Amplification Makes Training Fun!

The most important reason to train with amplification if you can is simply this… It makes vocal training more fun. This helps singers to not become discouraged when practicing linear scales and vocal exercises that can become boring over time. In the video above, Robert Lunte explains how as a young singer (and even now as a coach), just the idea of being able to grab a microphone -with small amount of reverb to it- made a huge difference in his training in terms of motivation. Likewise, many singers might experience that adding amplification to their training routine makes practice more fun and prevents them from training bored and mindlessly.

Something like adding amplification to your training might seem like an unimportant detail, but if it affects in a positive way how you approach your singing practice, it is actually something of great importance. Robert advises students against using vocal effects such as delay or doubling when practicing, as these can distort your perception of what you’re doing with your singing. That being said, Robert also mentions that using a small amount of reverb is perfectly ok for practice.

With regards to the gear you should use for amplification, the answer is quite open ended. In short though, the nicer the better. If you can get a hold of a nice PA system, that would be the best way to prepare yourself for live performances while making your practice routines more fun. However, a nice PA system is not a requirement and you could do the job just as well with a karaoke machine. When you’re looking for one of these systems, look for something that allows you to control the volume of the backing track and your microphone input separately (this shouldn’t be difficult as most karaoke machines have this feature).
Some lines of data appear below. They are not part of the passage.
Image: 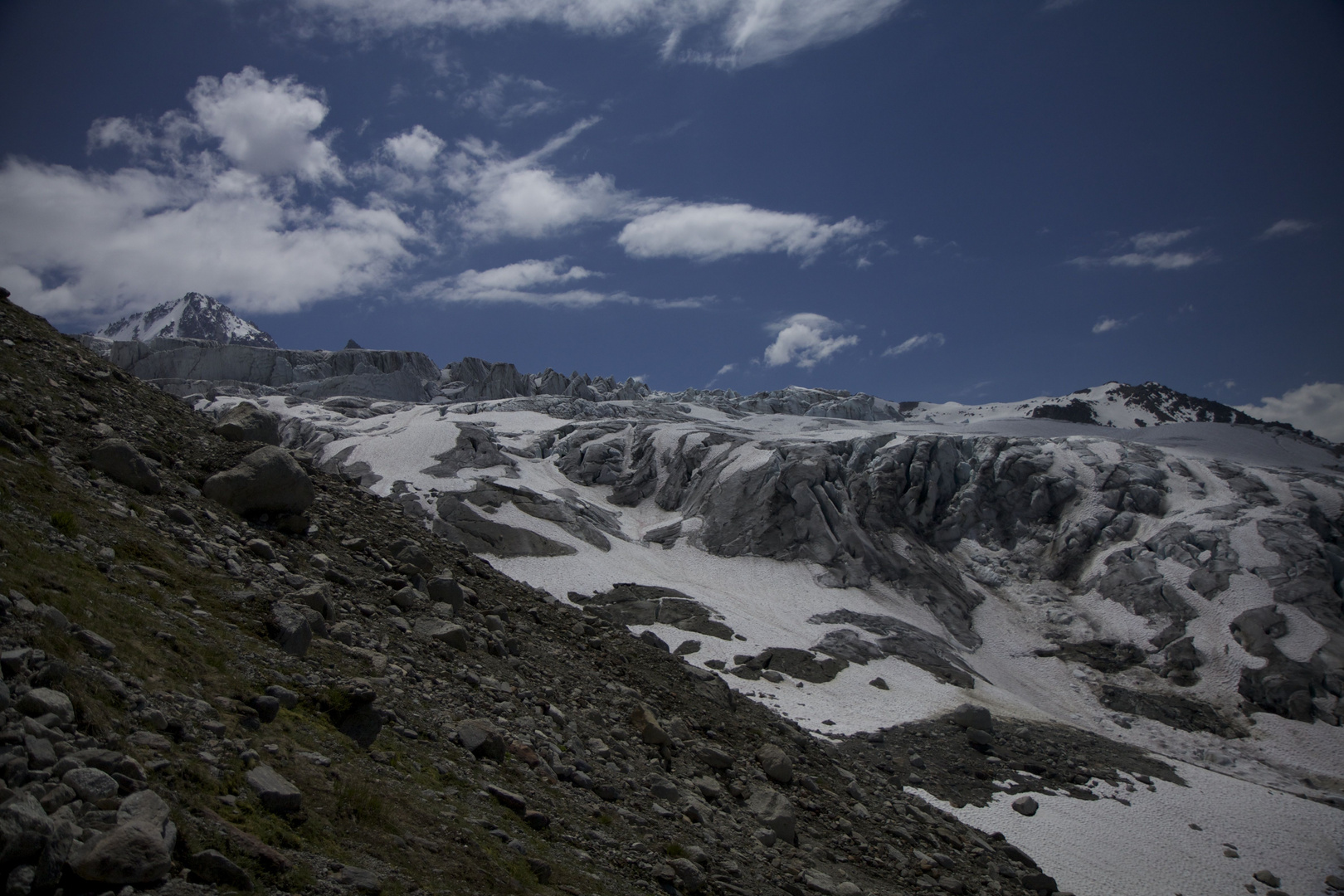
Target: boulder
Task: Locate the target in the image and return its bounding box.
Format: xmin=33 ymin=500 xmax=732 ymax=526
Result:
xmin=0 ymin=794 xmax=55 ymax=868
xmin=247 ymin=766 xmax=304 ymax=816
xmin=266 ymin=601 xmax=313 ymax=657
xmin=215 ymin=402 xmax=280 ymax=445
xmin=429 ymin=572 xmax=462 ymax=614
xmin=61 ymin=768 xmax=117 ymax=803
xmin=747 ymin=787 xmax=797 ymax=844
xmin=202 ymin=445 xmax=314 ymax=514
xmin=70 ymin=821 xmax=172 ymax=885
xmin=457 ymin=718 xmax=507 ymax=762
xmin=89 ymin=439 xmax=164 ymax=494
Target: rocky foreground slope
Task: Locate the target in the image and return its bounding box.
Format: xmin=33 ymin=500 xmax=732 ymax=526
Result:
xmin=0 ymin=301 xmax=1172 ymax=896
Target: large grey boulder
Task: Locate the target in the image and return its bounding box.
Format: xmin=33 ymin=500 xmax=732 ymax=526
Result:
xmin=266 ymin=601 xmax=313 ymax=657
xmin=247 ymin=766 xmax=304 ymax=816
xmin=70 ymin=821 xmax=172 ymax=884
xmin=747 ymin=787 xmax=798 ymax=844
xmin=89 ymin=439 xmax=164 ymax=494
xmin=457 ymin=718 xmax=505 ymax=762
xmin=757 ymin=744 xmax=793 ymax=785
xmin=0 ymin=794 xmax=55 ymax=868
xmin=215 ymin=402 xmax=280 ymax=445
xmin=202 ymin=445 xmax=314 ymax=514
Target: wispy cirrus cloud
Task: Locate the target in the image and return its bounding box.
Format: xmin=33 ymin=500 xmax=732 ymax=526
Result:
xmin=457 ymin=74 xmax=564 ymax=125
xmin=765 ymin=313 xmax=859 ymax=369
xmin=267 ymin=0 xmax=904 ymax=67
xmin=882 ymin=334 xmax=947 ymax=358
xmin=411 ymin=258 xmax=713 ymax=309
xmin=1069 ymin=230 xmax=1216 ymax=270
xmin=616 ymin=202 xmax=874 ymax=261
xmin=1255 ymin=217 xmax=1316 ymax=239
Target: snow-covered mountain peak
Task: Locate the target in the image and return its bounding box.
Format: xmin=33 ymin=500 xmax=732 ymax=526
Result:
xmin=94 ymin=293 xmax=278 ymax=348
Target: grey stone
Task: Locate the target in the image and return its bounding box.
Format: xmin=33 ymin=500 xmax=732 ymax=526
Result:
xmin=266 ymin=601 xmax=313 ymax=657
xmin=0 ymin=794 xmax=55 ymax=868
xmin=266 ymin=685 xmax=299 ymax=709
xmin=187 ymin=849 xmax=253 ymax=891
xmin=215 ymin=402 xmax=280 ymax=445
xmin=19 ymin=688 xmax=75 ymax=725
xmin=61 ymin=768 xmax=117 ymax=803
xmin=747 ymin=787 xmax=797 ymax=844
xmin=668 ymin=859 xmax=709 ymax=894
xmin=457 ymin=718 xmax=505 ymax=762
xmin=89 ymin=439 xmax=164 ymax=494
xmin=338 ymin=865 xmax=383 ymax=896
xmin=429 ymin=573 xmax=464 ymax=614
xmin=202 ymin=445 xmax=314 ymax=514
xmin=247 ymin=766 xmax=304 ymax=816
xmin=952 ymin=703 xmax=995 ymax=733
xmin=695 ymin=746 xmax=733 ymax=771
xmin=757 ymin=744 xmax=793 ymax=785
xmin=70 ymin=822 xmax=172 ymax=884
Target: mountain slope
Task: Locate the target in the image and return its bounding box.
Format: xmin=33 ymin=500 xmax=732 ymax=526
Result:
xmin=94 ymin=293 xmax=278 ymax=348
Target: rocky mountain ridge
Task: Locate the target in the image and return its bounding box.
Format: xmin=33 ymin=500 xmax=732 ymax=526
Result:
xmin=93 ymin=293 xmax=278 ymax=348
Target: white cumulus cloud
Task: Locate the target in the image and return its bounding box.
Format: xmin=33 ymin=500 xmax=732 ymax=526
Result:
xmin=765 ymin=313 xmax=859 ymax=369
xmin=275 ymin=0 xmax=904 ymax=66
xmin=882 ymin=334 xmax=947 ymax=358
xmin=187 ymin=66 xmax=341 ymax=182
xmin=616 ymin=202 xmax=872 ymax=261
xmin=1236 ymin=382 xmax=1344 ymax=442
xmin=0 ymin=69 xmax=422 ymax=321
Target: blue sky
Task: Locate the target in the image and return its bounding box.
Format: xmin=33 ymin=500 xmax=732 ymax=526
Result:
xmin=0 ymin=0 xmax=1344 ymax=426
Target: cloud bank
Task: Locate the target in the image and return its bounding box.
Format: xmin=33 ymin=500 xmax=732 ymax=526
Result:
xmin=765 ymin=313 xmax=859 ymax=369
xmin=275 ymin=0 xmax=904 ymax=67
xmin=1236 ymin=382 xmax=1344 ymax=442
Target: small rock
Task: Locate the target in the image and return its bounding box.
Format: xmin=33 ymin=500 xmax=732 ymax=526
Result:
xmin=19 ymin=688 xmax=75 ymax=725
xmin=61 ymin=768 xmax=117 ymax=803
xmin=338 ymin=865 xmax=383 ymax=896
xmin=640 ymin=629 xmax=672 ymax=653
xmin=457 ymin=718 xmax=507 ymax=762
xmin=695 ymin=746 xmax=733 ymax=771
xmin=668 ymin=859 xmax=709 ymax=894
xmin=527 ymin=859 xmax=551 ymax=884
xmin=952 ymin=703 xmax=995 ymax=732
xmin=266 ymin=685 xmax=299 ymax=709
xmin=187 ymin=849 xmax=253 ymax=891
xmin=485 ymin=785 xmax=527 ymax=816
xmin=247 ymin=766 xmax=304 ymax=816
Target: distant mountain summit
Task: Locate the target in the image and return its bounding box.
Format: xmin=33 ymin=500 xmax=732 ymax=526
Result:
xmin=94 ymin=293 xmax=280 ymax=348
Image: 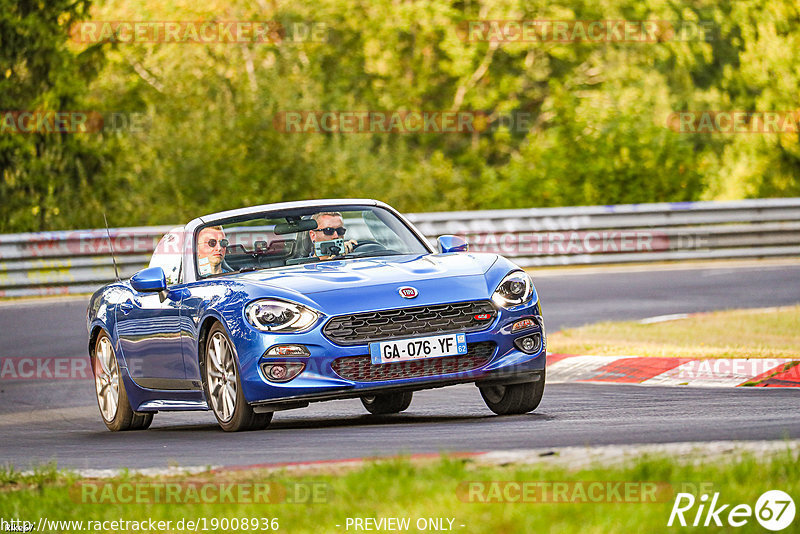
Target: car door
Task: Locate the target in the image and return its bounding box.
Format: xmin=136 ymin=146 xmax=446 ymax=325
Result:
xmin=117 ymin=228 xmax=189 ymax=389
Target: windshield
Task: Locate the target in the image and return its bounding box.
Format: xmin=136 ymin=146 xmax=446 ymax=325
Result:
xmin=195 ymin=206 xmax=429 ymax=278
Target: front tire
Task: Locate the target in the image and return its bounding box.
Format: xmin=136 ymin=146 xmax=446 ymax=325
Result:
xmin=203 ymin=323 xmax=272 ymax=432
xmin=92 ymin=331 xmax=153 ymax=432
xmin=361 ymin=391 xmax=413 ymax=415
xmin=480 ymin=374 xmax=545 ymax=415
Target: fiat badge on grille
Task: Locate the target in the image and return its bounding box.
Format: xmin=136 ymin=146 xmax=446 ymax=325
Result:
xmin=397 ymin=286 xmax=419 ymax=299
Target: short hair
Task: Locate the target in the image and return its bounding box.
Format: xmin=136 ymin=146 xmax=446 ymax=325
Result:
xmin=311 ymin=211 xmax=342 ymax=227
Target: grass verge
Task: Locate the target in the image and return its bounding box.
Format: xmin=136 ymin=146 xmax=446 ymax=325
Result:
xmin=0 ymin=452 xmax=800 ymax=534
xmin=547 ymin=306 xmax=800 ymax=358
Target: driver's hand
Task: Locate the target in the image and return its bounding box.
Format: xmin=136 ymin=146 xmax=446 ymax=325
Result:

Karaoke machines are great because they allow you to use a backing track to practice singing after your scales and vocal exercises (plus, you get backing tracks for your singing exercises with the TVS system as well so you could a karaoke machine for this training if you wanted to).
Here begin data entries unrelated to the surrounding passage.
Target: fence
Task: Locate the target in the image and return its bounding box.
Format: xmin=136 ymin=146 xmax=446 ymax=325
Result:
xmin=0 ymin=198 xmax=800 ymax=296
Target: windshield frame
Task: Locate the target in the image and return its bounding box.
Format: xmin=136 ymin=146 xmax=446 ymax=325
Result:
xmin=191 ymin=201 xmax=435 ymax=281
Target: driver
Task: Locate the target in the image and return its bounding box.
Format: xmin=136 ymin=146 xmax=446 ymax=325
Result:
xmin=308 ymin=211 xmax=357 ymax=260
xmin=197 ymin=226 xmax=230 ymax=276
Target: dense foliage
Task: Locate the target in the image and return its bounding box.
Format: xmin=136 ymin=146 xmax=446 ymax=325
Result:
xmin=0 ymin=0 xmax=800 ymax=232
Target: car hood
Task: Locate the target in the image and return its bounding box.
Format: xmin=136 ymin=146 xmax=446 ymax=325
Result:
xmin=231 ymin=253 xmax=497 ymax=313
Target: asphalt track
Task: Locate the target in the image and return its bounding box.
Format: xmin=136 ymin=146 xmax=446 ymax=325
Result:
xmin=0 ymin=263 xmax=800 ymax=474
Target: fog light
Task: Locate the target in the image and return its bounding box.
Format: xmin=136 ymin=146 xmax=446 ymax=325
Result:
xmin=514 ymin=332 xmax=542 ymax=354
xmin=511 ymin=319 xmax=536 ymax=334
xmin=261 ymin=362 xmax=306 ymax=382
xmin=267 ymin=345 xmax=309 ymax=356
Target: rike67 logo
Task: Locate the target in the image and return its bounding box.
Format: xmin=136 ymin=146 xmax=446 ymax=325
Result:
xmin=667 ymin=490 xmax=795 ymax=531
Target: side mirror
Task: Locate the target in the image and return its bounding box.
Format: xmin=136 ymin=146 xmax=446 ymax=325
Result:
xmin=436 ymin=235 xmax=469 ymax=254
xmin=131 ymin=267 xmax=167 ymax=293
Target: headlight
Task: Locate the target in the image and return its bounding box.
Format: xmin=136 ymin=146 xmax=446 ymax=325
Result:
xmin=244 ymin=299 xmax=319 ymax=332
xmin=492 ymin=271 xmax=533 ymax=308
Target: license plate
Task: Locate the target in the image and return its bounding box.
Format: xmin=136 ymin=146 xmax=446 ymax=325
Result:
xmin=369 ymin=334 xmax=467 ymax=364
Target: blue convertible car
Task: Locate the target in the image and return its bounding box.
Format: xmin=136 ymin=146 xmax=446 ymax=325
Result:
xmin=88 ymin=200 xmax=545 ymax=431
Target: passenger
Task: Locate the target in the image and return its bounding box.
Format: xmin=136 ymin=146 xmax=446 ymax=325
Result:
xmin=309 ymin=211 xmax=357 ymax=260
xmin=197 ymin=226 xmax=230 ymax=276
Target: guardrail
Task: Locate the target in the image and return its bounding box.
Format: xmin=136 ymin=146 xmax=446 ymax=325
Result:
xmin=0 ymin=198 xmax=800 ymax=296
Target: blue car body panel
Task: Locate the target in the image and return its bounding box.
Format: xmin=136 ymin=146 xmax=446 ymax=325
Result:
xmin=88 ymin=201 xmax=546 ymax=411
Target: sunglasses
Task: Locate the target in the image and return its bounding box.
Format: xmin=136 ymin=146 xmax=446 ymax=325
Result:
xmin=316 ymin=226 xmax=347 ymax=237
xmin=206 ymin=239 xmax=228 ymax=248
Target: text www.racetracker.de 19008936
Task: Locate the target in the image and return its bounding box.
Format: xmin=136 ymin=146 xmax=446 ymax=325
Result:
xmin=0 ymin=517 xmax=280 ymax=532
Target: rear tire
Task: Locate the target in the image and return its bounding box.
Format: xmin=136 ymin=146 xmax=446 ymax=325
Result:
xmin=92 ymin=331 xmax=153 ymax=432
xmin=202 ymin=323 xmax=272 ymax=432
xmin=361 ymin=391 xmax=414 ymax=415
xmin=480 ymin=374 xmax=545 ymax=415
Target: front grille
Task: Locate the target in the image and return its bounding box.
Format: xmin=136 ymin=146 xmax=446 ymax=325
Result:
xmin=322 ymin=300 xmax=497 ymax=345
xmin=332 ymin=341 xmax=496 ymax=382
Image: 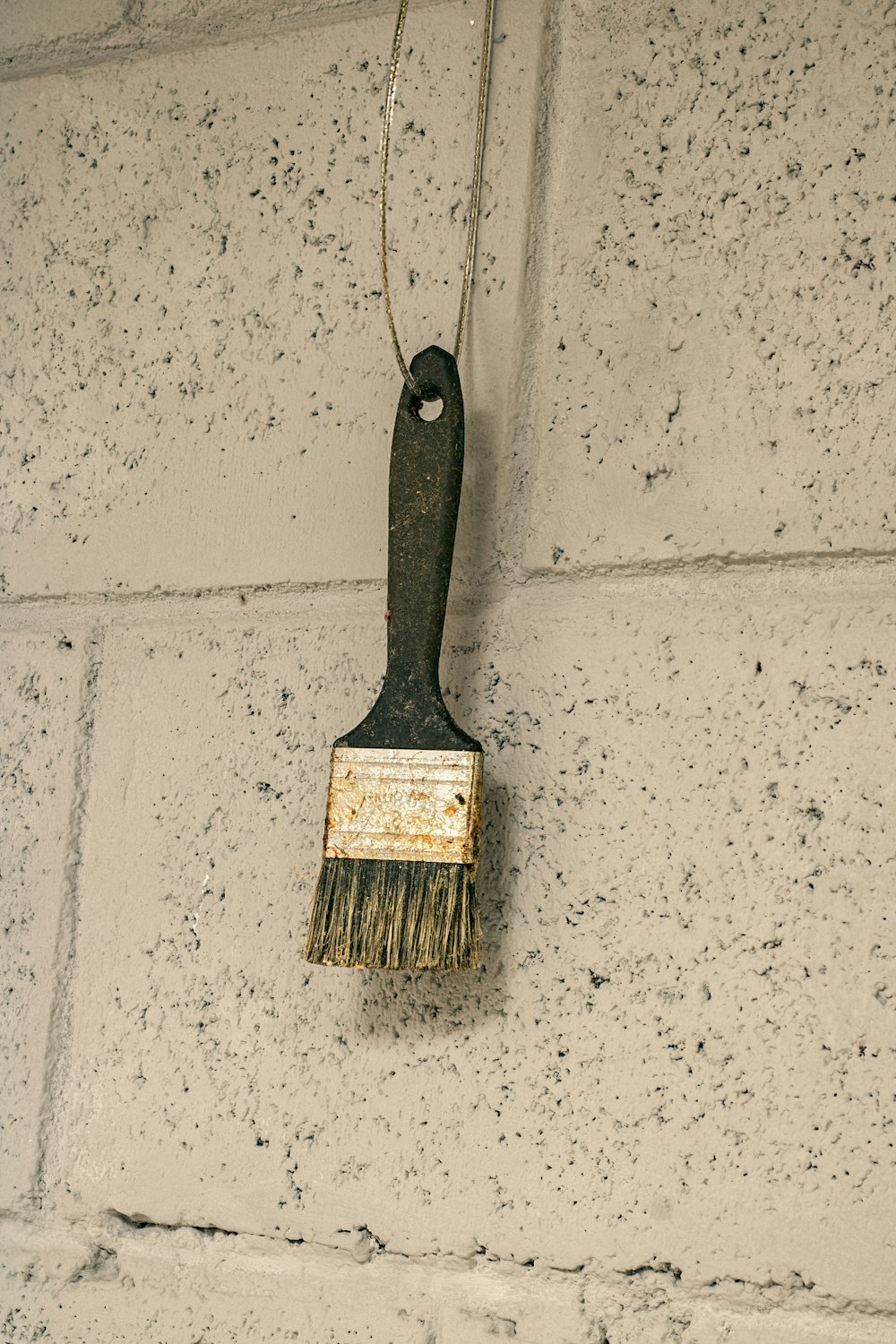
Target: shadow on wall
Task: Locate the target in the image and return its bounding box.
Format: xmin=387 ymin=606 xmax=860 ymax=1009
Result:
xmin=356 ymin=773 xmax=513 ymax=1043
Many of these karaoke machines give you EQ options and simple vocal effect settings. Plus, you could always use headphones during practice with these machines if you wanted to minimize the sound you make during practice so as to not bother those around you. One more option you have for amplification is to simply buy a used guitar amp. With an amp, you could turn off the distortion and add a bit of reverb to set it up for your vocal practice purposes. This is an inexpensive and practical solution, especially if you don’t practice at home or if your practice space isn’t the same every single time.

Getting comfortable using amplification is a necessity for a majority of contemporary singers. For this, it is a good idea to include some type of amplification practice frequently. More importantly though, adding amplification to your singing routine is a great way to change up your practice and make it more fun for yourself. This can help motivate you and, ultimately, allow you to enjoy your vocal journey more than you would otherwise.